DSS does not officially support Google Cloud Dataproc. Integration is provided on a best-effort basis.

DSS has been succesfully tested on Google Cloud Dataproc 1.2

Security

  • Multi-user security is not supported on Dataproc
  • While DSS should be able to connect to a Dataproc cluster that is Kerberos-secure, this kind of deployment has not been validated. Deploying Kerberos security on a Dataproc cluster is a fully manual and complex operation

Known limitations

  • The Spark-Scala notebook cannot be used. Pyspark notebook is supported.

Connecting DSS to Cloud Dataproc

DSS running on one of the cluster nodes

You can install DSS on one of the Dataproc cluster nodes. In that case, you don’t require any specific additional steps, just follow the regular Hadoop installation steps

Warning

Cloud Dataproc cluster nodes are volatile and only have volatile disks by default.

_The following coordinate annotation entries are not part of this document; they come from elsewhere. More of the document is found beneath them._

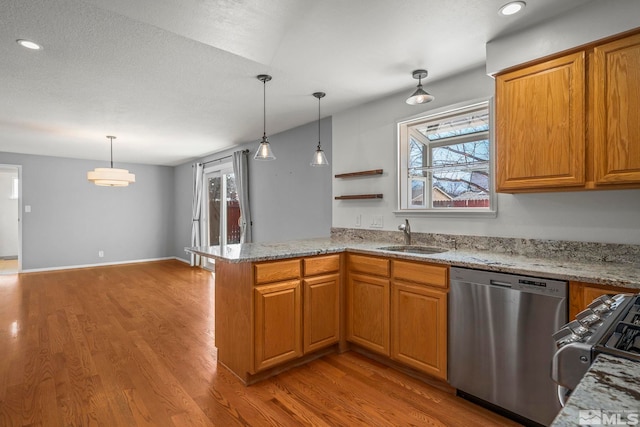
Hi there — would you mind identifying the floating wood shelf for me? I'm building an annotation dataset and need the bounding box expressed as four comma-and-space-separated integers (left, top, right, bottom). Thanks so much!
335, 194, 382, 200
334, 169, 382, 178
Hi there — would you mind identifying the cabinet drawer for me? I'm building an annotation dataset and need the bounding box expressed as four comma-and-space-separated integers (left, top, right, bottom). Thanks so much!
302, 255, 340, 276
348, 254, 390, 277
393, 260, 449, 288
253, 259, 300, 285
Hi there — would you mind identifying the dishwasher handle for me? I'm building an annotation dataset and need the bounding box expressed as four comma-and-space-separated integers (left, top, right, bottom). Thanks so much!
489, 279, 511, 288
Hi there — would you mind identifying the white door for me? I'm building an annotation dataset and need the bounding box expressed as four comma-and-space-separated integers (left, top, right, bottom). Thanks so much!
0, 165, 22, 274
202, 164, 240, 269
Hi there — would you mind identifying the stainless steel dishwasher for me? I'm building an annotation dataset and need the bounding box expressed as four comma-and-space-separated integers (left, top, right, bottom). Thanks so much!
448, 267, 568, 425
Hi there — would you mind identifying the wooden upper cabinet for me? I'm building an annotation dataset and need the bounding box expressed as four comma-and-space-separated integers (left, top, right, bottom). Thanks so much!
591, 34, 640, 185
496, 52, 586, 192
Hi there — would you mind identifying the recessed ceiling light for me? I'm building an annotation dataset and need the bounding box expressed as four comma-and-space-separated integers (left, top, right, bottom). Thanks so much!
498, 1, 527, 16
16, 39, 42, 50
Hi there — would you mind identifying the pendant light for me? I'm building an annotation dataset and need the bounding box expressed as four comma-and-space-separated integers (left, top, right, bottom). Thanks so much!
253, 74, 276, 160
311, 92, 329, 166
407, 70, 435, 105
87, 135, 136, 187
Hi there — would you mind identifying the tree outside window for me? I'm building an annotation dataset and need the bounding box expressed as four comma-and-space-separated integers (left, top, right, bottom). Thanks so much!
398, 102, 493, 211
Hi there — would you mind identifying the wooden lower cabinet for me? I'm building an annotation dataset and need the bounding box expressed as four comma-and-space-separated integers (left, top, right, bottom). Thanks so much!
347, 274, 390, 356
254, 279, 302, 372
391, 282, 447, 380
347, 255, 449, 380
302, 273, 340, 354
569, 282, 635, 319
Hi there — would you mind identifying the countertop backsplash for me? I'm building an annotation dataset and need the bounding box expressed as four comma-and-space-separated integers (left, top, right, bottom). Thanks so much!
331, 228, 640, 264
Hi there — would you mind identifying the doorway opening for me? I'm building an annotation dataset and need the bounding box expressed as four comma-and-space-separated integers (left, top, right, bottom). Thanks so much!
201, 163, 241, 271
0, 164, 22, 274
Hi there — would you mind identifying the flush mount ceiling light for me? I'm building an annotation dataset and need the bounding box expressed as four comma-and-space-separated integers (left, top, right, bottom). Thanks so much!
311, 92, 329, 166
16, 39, 42, 50
87, 135, 136, 187
498, 1, 527, 16
253, 74, 276, 160
407, 70, 435, 105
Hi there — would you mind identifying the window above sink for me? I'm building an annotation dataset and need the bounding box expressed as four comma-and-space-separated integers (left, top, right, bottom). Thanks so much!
398, 100, 495, 215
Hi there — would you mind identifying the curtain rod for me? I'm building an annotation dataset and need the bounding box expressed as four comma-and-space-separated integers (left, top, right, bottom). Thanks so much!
201, 149, 249, 165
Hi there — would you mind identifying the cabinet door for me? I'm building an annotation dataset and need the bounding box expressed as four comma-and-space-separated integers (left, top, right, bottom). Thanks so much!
591, 34, 640, 184
496, 52, 586, 192
391, 282, 447, 380
347, 274, 389, 356
254, 280, 302, 373
303, 274, 340, 353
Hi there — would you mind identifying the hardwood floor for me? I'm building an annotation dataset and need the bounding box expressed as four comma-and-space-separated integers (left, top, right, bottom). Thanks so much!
0, 261, 517, 427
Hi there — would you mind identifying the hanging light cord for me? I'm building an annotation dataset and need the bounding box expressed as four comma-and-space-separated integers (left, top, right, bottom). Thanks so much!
318, 96, 321, 150
262, 79, 267, 141
107, 136, 115, 169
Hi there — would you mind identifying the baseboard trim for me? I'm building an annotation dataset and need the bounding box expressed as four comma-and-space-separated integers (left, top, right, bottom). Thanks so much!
20, 257, 182, 274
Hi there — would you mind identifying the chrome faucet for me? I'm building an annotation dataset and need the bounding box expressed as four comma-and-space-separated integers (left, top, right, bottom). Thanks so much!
398, 219, 411, 246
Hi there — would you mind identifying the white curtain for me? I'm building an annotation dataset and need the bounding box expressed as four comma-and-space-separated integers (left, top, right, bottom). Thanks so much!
191, 163, 204, 267
233, 150, 252, 243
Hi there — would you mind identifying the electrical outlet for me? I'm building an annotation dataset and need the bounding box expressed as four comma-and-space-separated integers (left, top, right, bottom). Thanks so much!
369, 215, 383, 228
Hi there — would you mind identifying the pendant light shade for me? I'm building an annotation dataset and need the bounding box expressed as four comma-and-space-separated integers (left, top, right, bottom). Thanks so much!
87, 135, 136, 187
407, 70, 435, 105
311, 92, 329, 166
253, 74, 276, 160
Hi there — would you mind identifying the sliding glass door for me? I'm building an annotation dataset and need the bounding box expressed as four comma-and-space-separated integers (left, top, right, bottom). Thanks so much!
202, 164, 240, 269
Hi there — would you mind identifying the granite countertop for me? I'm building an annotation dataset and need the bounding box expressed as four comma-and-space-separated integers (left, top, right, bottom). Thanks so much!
185, 238, 640, 289
551, 354, 640, 427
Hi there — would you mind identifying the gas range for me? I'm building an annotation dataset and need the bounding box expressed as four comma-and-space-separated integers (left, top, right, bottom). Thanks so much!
551, 294, 640, 403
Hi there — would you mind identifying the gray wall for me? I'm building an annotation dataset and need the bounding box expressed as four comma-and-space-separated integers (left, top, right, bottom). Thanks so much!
0, 153, 175, 271
174, 117, 333, 260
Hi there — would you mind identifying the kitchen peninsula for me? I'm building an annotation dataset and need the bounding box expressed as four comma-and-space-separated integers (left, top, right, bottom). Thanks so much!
185, 232, 640, 384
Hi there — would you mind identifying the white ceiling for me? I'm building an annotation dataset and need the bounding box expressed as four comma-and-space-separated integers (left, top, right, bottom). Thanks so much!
0, 0, 591, 166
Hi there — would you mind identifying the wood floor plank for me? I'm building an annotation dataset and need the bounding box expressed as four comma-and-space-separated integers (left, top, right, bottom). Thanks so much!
0, 261, 517, 427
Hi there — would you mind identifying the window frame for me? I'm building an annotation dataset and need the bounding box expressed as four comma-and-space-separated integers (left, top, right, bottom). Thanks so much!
394, 97, 498, 218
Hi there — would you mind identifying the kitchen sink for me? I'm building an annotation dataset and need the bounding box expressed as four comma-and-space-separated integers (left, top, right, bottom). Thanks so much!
378, 245, 449, 254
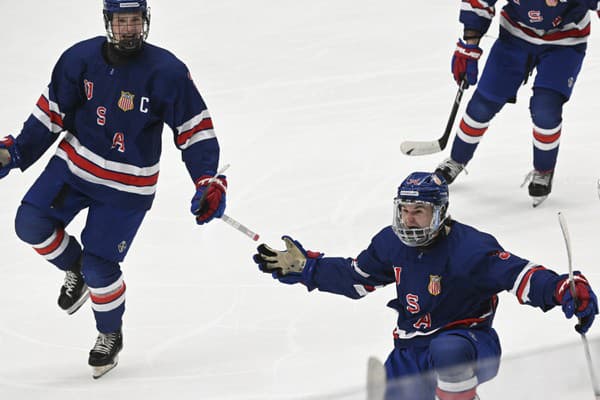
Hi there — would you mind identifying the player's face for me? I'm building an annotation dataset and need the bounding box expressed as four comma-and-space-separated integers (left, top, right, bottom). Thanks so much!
400, 204, 433, 228
112, 11, 144, 41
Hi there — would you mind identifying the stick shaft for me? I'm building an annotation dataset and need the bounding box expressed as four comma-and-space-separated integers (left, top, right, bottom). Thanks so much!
221, 214, 260, 241
558, 212, 600, 400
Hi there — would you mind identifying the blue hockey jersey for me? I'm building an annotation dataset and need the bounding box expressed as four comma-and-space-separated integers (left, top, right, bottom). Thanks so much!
460, 0, 600, 46
303, 221, 560, 347
16, 37, 219, 209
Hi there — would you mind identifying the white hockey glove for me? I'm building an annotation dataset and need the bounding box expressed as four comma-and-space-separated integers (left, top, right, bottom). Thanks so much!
253, 236, 322, 283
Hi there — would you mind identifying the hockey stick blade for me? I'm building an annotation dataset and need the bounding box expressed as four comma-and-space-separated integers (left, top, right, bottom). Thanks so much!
400, 79, 469, 156
400, 140, 445, 156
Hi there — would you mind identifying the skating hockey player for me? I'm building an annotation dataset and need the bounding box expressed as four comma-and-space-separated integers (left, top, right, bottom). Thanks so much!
437, 0, 600, 207
254, 172, 598, 400
0, 0, 227, 378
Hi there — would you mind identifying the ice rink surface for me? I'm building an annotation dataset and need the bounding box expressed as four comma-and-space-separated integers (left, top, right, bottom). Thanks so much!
0, 0, 600, 400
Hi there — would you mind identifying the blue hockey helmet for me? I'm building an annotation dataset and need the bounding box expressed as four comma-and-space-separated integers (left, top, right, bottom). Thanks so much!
102, 0, 150, 52
392, 172, 449, 247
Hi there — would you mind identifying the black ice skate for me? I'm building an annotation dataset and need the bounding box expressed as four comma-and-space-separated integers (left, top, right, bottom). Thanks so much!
58, 265, 90, 315
434, 158, 467, 184
521, 169, 554, 207
88, 329, 123, 379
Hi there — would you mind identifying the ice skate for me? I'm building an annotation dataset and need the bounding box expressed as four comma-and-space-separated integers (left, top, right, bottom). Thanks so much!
521, 169, 554, 207
434, 158, 467, 184
58, 266, 90, 315
88, 330, 123, 379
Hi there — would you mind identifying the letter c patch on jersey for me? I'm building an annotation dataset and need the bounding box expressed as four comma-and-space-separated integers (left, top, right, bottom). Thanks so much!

Installing DSS on these volatile disks mean that you will lose all work in DSS if your cluster is stopped, or if your cluster node restarts for any reason.

You must manually attach a GCE persistent disk to the cluster node and install DSS on this PD. After restart of the cluster, you’ll need to reattach the PD to a node of the new cluster, rerun Hadoop integration and restart DSS from here.

DSS outside of the cluster

Warning

This deployment mode has not been tested by DSS.

DSS can be deployed on a regular GCE instance, not part of the Dataproc cluster itself. This kind of deployment is called an “edge node” deployment. It requires copying Dataproc libraries and cluster configuration from the cluster master to the GCE instance running DSS.

This operation is not documented by Google nor supported by Dataiku.